Clip 8/11: Post-Lesson Debrief
Overview
In her post-lesson reflection, Mia shares that her students don’t always perceive the noise level of the classroom in the same way that she does. Many of her students may be more comfortable with a higher classroom sound volume than Mia is.
In considering her students’ work, Mia describes the challenges in having young students convincing each other of their strategies and talking about proof, noting a “big leap” with one particular student in defending her thinking. Mia shares her own openness to students’ ways of solving, using the word stories they were working on and categorizing the stories by the kind of problem they are: put-together or take-apart.
Teacher Commentary
Teacher Commentary
This lesson is contextualized in the arc of the school year and to my students’ overall shift in “unraveling the mysteries” of mathematical thinking. I like connecting students with each other because while they can often see a mathematically correct response, they can’t always yet explain why it is correct.
I’m really explicitly creating partnerships, or what I think of as academic “matchmaking,” based on three criteria:
1) students who have the same answer and the same strategy. This matchmaking has the lowest burden of “matching” in both language and mathematical thinking. It’s like “convince yourself,” because you already are in total agreement with this person; you’re just getting a chance to practice the precision of language (SMP 6: Attend to precision) to support what you did.

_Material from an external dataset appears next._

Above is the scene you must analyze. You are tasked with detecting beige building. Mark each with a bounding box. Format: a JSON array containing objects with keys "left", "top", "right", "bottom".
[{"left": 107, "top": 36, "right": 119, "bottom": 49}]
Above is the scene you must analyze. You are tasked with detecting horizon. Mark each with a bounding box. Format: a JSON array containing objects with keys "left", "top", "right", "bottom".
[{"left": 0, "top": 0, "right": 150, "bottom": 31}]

2) students who have the same answer but a different strategy. This match requires more precise language of comparing/contrasting/connecting ideas and strategies to understand why two different ways could come to the same answer. It’s like “convince a friend,” because this person is inclined to agree with you, you both obviously think something is the same here.
3) students who have different answers. This match requires the greatest level of argumentation and precision of language, because it’s really about trying to change somebody’s mind to your way of thinking. This is like “convince a skeptic.”

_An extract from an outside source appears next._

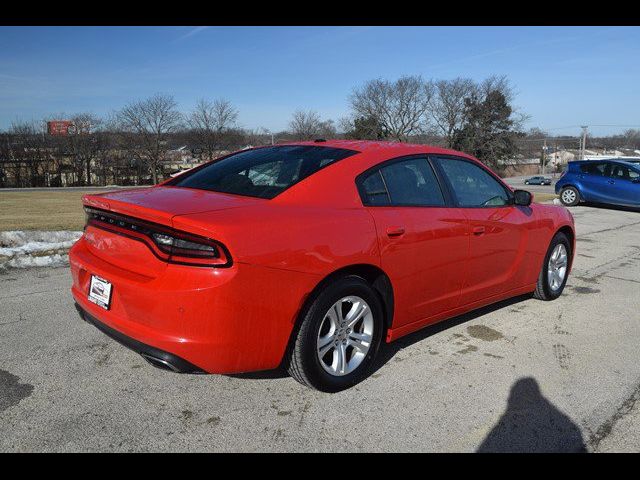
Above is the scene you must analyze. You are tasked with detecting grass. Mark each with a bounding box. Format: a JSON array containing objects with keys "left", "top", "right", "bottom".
[
  {"left": 0, "top": 190, "right": 558, "bottom": 231},
  {"left": 0, "top": 190, "right": 100, "bottom": 231}
]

More than the correct answer, I’m interested in my students understanding why a particular strategy works and why another strategy wouldn’t.
I try not to stop them when they’re wrong, because I don’t stop them when they’re right. Every time I stop them, I’m signaling that I know something they don’t, and I don’t want my students to guess what I want them to say, as opposed to engaging in describing and defending their strategies. It’s more valuable for them to observe another student counting with precision in a different way, giving them a greater cognitive load to assess their own strategy or approach.